Altre importanti novità sono l’introduzione della corsia ciclabile per doppio senso ciclabile, cioè una corsia ciclabile che si può costruire in una strada a senso unico consentendo ai ciclisti di percorrerla nel senso di marcia opposto alle automobili, e due nuovi strumenti per le autorità comunali. I sindaci avranno infatti la facoltà di istituire il doppio senso ciclabile – cioè la possibilità che i ciclisti si muovano in entrambi i sensi di marcia – nelle strade a traffico limitato, come ad esempio le cosiddette “zone 30”. Riservare strade del genere a pedoni e ciclisti è la soluzione a cui stanno ricorrendo diverse città – Milano su tutte, in Italia – per favorire modi più sostenibili di muoversi in città, senza lunghi e costosi ripensamenti urbanistici che impiegherebbero anni per essere realizzati.

– Leggi anche: La mobilità di Milano sta cambiando?

I sindaci avranno inoltre la possibilità di far circolare le biciclette nelle corsie preferenziali riservate ai mezzi pubblici: una misura che gli attivisti per i diritti dei ciclisti e i siti specializzati chiedevano da molti anni. Un report del 2017 della FIAB (Federazione Italiana Ambiente e Bicicletta) sottolineava che la circolazione di autobus e biciclette nella corsia preferenziale andrebbe incoraggiata ma permessa soltanto nelle strade la cui larghezza consente a entrambi i mezzi di muoversi in sicurezza, ed evitare che i ciclisti si sentano “inseguiti” dai mezzi pubblici. La circolazione di entrambi, comunque, sarà vietata nelle strade che ospitano i binari del tram.

Le auto elettriche
L’articolo 57 prevede invece che i comuni si organizzino, entro sei mesi dall’entrata in vigore del decreto, per attrezzare «ove possibile» almeno un punto di ricarica per veicoli elettrici ogni mille abitanti. «Può sembrare poco», scrive il sito di news DMove, «ma vorrebbe dire avere dalle 50 alle 100 colonnine anche in Comuni di media grandezza, dove ora spesso le colonnine sono zero. O più semplicemente circa 60.000 colonnine in tutta Italia».

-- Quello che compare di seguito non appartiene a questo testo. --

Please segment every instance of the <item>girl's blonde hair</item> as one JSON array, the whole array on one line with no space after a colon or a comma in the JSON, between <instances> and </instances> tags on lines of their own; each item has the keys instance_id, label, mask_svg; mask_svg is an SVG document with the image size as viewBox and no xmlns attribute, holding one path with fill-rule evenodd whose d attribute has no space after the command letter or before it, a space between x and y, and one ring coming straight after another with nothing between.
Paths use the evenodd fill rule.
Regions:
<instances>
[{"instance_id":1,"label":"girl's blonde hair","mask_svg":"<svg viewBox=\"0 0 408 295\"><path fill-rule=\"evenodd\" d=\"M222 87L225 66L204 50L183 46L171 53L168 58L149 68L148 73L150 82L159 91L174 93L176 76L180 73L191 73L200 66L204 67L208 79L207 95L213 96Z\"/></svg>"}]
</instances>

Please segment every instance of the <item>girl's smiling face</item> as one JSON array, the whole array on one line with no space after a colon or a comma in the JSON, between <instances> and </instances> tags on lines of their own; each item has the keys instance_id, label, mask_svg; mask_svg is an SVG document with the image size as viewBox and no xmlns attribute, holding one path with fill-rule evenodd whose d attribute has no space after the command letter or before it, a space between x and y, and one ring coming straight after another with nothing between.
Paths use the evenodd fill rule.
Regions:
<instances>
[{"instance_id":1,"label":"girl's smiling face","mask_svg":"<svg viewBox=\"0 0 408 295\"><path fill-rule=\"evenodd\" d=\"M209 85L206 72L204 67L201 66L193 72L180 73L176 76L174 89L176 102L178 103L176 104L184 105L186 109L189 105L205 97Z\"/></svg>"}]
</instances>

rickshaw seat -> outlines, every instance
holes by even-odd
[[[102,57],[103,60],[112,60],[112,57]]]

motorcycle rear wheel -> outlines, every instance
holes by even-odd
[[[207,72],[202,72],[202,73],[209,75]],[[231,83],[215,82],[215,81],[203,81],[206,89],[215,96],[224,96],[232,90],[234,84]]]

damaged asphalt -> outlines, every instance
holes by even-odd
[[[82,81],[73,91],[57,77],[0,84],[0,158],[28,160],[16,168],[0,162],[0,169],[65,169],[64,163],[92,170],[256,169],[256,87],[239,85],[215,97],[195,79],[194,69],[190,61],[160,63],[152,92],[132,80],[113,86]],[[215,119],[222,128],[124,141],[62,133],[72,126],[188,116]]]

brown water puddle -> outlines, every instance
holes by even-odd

Il governo ha stabilito inoltre che nei prossimi mesi ARERA (l’Autorità di regolazione per energia reti e ambiente) dovrà definire le tariffe per la ricarica dei veicoli elettrici, sia in ambito privato sia in ambito pubblico: sempre DMove sostiene che si tratti di «un cambiamento enorme, in quanto ad oggi una semplice colonnina in corrente alternata eroga energia al costo di circa 40 centesimi per kWh, ovvero il doppio del costo di un contratto domestico».

Gli autovelox
Il governo ha inoltre ampliato l’utilizzo dei dispositivi di rilevazione della velocità a tutti i tipi di strade: finora erano previsti solo in autostrada e sulle strade extraurbane, con alcune limitate eccezioni per esempio sulle strade urbane a scorrimento veloce. L’obiettivo, nota il Sole 24 Ore, è quello di «aumentare la sicurezza nei centri abitati, ambito dove si è fatta più fatica a ridurre la mortalità». Ogni nuovo autovelox dovrà comunque essere approvato dalla prefettura locale.

Le multe
La nuova legge prevede inoltre che i sindaci possano delegare l’accertamento dei divieti di sosta a una serie di figure nuove, come i dipendenti di società private a cui viene affidata la gestione dei controlli, ma anche ai lavoratori delle società municipalizzate o che lavorano alla raccolta dei rifiuti. «In pratica, se si parcheggia la propria auto nei pressi dei bidoni dell’immondizia, impedendo così ai netturbini di poter svolgere il loro lavoro, questi ultimi potranno multare il conducente indisciplinato», sintetizza La Stampa.